Through the first few weeks of the spring regular season, just five Division I HBCU football games have been played.
Others have been postponed or canceled because of either winter storms that battered much of the country or COVID-19 issues within programs.
There isn’t a large enough sample size yet to determine whether the great experiment that is is actually fruitful.
But Alabama State head coach Donald Hill-Eley explained the sport being showcased in February, March and April can be an attractive commodity for football-starved fans who otherwise would have no other outlet to enjoy games when the traditional fall season has concluded.

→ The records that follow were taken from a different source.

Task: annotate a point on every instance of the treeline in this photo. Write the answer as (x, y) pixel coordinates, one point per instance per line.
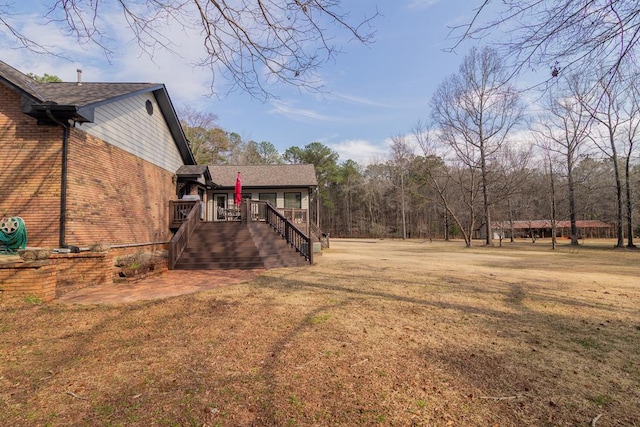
(483, 156)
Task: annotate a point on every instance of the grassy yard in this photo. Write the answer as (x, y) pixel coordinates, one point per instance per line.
(377, 332)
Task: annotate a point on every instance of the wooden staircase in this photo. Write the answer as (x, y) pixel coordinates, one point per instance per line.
(237, 245)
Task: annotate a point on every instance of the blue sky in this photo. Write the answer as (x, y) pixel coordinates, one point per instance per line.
(371, 92)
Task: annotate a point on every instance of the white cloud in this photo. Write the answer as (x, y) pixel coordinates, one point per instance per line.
(421, 4)
(361, 151)
(290, 111)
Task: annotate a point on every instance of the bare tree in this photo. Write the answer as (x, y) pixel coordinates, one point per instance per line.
(401, 155)
(605, 108)
(631, 134)
(248, 42)
(565, 36)
(512, 173)
(563, 131)
(260, 153)
(475, 110)
(445, 180)
(210, 143)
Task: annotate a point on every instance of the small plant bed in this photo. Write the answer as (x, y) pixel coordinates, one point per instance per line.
(131, 268)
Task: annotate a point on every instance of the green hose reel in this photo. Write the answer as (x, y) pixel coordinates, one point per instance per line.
(13, 234)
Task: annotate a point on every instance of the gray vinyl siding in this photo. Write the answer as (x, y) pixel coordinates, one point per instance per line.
(127, 125)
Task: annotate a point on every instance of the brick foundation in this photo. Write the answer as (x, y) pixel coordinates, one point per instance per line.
(63, 273)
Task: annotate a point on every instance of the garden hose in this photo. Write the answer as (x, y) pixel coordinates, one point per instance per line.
(13, 234)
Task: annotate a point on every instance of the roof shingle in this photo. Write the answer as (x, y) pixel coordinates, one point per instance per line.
(265, 175)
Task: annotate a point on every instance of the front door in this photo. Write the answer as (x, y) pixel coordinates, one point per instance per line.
(220, 207)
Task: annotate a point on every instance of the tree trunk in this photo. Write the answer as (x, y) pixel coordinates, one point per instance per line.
(627, 185)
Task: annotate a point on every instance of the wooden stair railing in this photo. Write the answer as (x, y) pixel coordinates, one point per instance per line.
(262, 210)
(182, 236)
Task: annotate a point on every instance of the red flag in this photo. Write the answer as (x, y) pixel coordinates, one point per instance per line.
(238, 193)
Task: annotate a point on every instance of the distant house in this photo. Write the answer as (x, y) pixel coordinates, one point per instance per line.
(86, 163)
(543, 228)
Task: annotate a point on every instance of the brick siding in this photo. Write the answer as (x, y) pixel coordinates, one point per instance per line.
(113, 197)
(29, 171)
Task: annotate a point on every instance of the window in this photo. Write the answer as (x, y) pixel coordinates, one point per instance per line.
(293, 200)
(268, 197)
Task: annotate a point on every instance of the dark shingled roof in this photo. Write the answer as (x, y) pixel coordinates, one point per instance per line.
(545, 223)
(265, 176)
(64, 93)
(76, 102)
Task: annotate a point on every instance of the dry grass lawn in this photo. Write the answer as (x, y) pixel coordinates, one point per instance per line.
(377, 332)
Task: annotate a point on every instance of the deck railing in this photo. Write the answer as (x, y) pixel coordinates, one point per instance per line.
(188, 213)
(263, 211)
(185, 215)
(178, 211)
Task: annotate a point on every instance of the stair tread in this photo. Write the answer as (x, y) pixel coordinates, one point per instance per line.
(236, 245)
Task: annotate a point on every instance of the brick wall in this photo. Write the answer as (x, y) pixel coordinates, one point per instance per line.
(76, 271)
(113, 197)
(30, 159)
(36, 279)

Also read: ‘We’re extremely excited:’ SWAC releases 2021 ESPN spring football television schedule
“For a lot of our fans, you have golf and baseball and all these things going, but it kind of gives you that spring setting that I guess the country has been trying to find for years,” said Hill-Eley when asked about the possibility of football being a permanent spring sport during the SWAC coaches press conference on Monday.
During SWAC Media Days in January, league commissioner Charles McClelland said its current deal with ESPN — one that features 16 conference contests on ESPN3 and ESPNU in 2021 — would only help the conference enhance its brand even further without competition from the FBS or NFL.
“We understand our value and we understand our worth,” McClelland said then. “We’re going to start to demand that our value and our worth be respected and entities understand that.”
Hill-Eley, whose team will be featured in four nationally-televised games in the shortened six-game spring schedule, said the conference’s ESPN agreement fills in the gap during what he described as a “dead period” in the sports calendar and expands the possibility for additional revenue opportunities if the pandemic is able to be controlled.
“The pluses of the revenue streams and everything that can come in spring football is definitely a win, and I think a lot of commissioners and a lot of folks will probably look at that to see how you can make that happen,” he said. “But the opportunities and the revenues that can be generated in the spring will probably never be matched in the fall.”